Belastingplichtigen maken nog wel eens gebruik van no-cure-no-pay-bureaus, naar ik aanneem in de hoop dat er alleen maar een voordeel uit kan voortvloeien.
Op grond van art. 8:75 Awb kan een natuurlijk persoon slechts in de proceskosten worden veroordeeld in geval van kennelijk onredelijk gebruik van procesrecht. Voor andere personen wordt deze eis niet gesteld. Uit de wetsgeschiedenis blijkt dat de regering geen onderscheid wilde maken tussen het bestuursorgaan en de burger, omdat het aan de rechter kan worden overgelaten te beoordelen of het redelijk en billijk is om de burger in de kosten te veroordelen en er andere gevallen denkbaar zijn dan die waarin sprake is van misbruik van procesrecht, waarin het alleszins redelijk is om de burger in de kosten te veroordelen (Kamerstukken II 1991/92, 22495, nr. 3, p. 152).
Uit jurisprudentie kan worden afgeleid dat er onder meer sprake is van kennelijk onredelijk gebruik van procesrecht, indien geen nieuwe argumenten worden aangevoerd, terwijl in een eerdere vergelijkbare zaak bij dezelfde instantie al nul op het rekest was gekregen (zie JB 1995/91 en JB 1996/248) en bij vertragingstactieken (bijvoorbeeld V-N 1996, blz. 1502, 4). Recentere voorbeelden van kennelijk onredelijk gebruik van het procesrecht zijn situaties waarin uitsluitend beroep werd ingesteld in de hoop dat de redelijke behandelingsduur zou worden overschreden (V-N 2021/23.1.7), er enkel voor eigen financieel gewin werd geprocedeerd (V-N 2022/35.20) en, nadat de gemeente de belastingplichtige volledig gelijk had gegeven in bezwaar, in beroep een lagere WOZ-waarde werd bepleit (V-N 2015/8.6). Ik weet overigens niet of in genoemde zaken gebruik werd gemaakt van een no-cure-no-pay-bureau.
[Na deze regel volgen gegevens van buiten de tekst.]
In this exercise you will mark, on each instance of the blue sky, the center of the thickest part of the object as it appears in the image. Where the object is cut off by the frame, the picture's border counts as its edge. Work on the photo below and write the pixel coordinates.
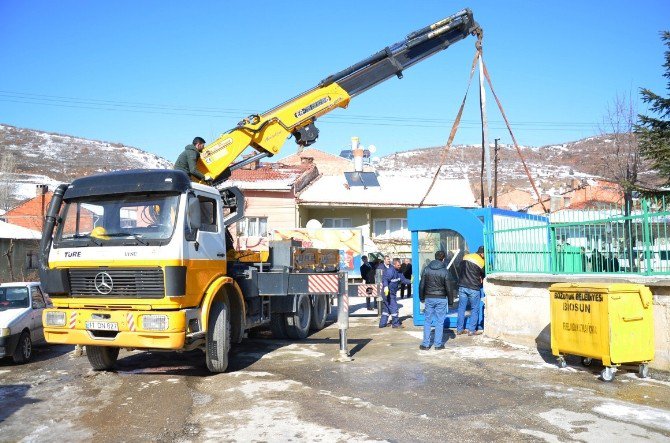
(153, 74)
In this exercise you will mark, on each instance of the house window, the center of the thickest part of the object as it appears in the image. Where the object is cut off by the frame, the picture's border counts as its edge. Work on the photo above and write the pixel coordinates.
(391, 227)
(253, 227)
(336, 223)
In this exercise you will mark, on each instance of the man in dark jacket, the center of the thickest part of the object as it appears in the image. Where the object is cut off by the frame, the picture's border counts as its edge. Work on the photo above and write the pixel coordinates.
(188, 159)
(406, 270)
(391, 281)
(368, 277)
(469, 291)
(433, 290)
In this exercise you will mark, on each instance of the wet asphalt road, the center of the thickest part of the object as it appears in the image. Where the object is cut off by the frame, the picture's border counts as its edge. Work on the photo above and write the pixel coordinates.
(477, 389)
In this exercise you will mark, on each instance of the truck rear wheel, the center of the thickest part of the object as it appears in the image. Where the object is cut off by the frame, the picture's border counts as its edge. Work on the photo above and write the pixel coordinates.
(218, 337)
(319, 312)
(278, 325)
(24, 349)
(102, 358)
(297, 324)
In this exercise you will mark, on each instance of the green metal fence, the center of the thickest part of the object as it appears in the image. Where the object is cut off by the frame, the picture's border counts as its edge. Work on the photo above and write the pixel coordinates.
(608, 239)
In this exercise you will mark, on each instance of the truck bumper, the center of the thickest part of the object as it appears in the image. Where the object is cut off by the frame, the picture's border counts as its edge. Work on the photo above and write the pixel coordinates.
(130, 334)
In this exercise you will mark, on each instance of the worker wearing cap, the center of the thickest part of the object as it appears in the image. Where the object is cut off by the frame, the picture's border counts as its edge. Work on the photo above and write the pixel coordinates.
(469, 291)
(391, 281)
(188, 160)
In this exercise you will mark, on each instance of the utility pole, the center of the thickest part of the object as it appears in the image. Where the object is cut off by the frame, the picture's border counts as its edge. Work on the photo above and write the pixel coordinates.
(495, 174)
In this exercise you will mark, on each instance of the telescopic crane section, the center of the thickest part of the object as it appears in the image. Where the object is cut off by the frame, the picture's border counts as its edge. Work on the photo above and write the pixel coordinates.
(267, 132)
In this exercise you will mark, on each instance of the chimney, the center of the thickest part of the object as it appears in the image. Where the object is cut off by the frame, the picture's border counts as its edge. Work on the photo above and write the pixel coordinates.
(357, 150)
(253, 165)
(41, 190)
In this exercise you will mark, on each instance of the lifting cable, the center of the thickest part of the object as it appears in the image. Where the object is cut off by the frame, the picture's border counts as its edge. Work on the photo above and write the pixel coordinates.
(516, 145)
(454, 128)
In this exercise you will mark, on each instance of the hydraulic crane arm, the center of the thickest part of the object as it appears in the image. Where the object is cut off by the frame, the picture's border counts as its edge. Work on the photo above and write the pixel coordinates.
(267, 132)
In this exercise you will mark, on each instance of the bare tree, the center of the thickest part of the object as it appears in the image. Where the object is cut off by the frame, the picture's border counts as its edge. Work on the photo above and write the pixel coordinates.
(7, 170)
(621, 157)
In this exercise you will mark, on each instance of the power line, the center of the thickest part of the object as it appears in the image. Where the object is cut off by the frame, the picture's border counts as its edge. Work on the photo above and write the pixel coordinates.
(213, 112)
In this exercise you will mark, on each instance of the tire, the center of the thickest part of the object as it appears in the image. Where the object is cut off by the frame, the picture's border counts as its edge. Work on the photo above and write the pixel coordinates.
(319, 313)
(24, 349)
(102, 358)
(643, 371)
(218, 337)
(297, 324)
(278, 325)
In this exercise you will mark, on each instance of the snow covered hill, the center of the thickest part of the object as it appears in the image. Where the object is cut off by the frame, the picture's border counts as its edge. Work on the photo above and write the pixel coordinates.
(48, 158)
Als de belastingplichtige wordt veroordeeld in de proceskosten van het bestuursorgaan, welke kosten komen dan voor vergoeding in aanmerking? Uitgaande van art. 1 BPB zijn in de jurisprudentie terug te vinden: de door een derde beroepsmatig verleende rechtsbijstand (V-N 2022/35.20), de deskundige die verslag heeft uitgebracht (V-N 1996, blz. 1502, 4 en V-N 2015/8.6), reis- en verblijfkosten (V-N 2021/23.1.7) en verletkosten (V-N 2002/48.10). Ook hier weet ik niet of er gebruik werd gemaakt van een no-cure-no-pay-bureau.
Art. 2 lid 3 BPB bepaalt dat van de hoogte van de kosten die voortvloeien uit lid 1, kan worden afgeweken, indien sprake is van bijzondere omstandigheden. Kennelijk onredelijk gebruik van procesrecht kan een reden zijn voor een bovenforfaitaire vergoeding, maar verplicht niet tot een integrale vergoeding van de proceskosten (vgl. V-N 2005/48.13).
Ik kan me moeilijk voorstellen dat er belastingplichtigen zijn die er rekening mee houden dat ze in bepaalde omstandigheden een proceskostenvergoeding moeten betalen. Mocht zich dat toch voordoen, en komt de proceskostenvergoeding voor rekening van de belastingplichtige, dan kan er worden gesproken over een no-cure-yes-pay-bureau.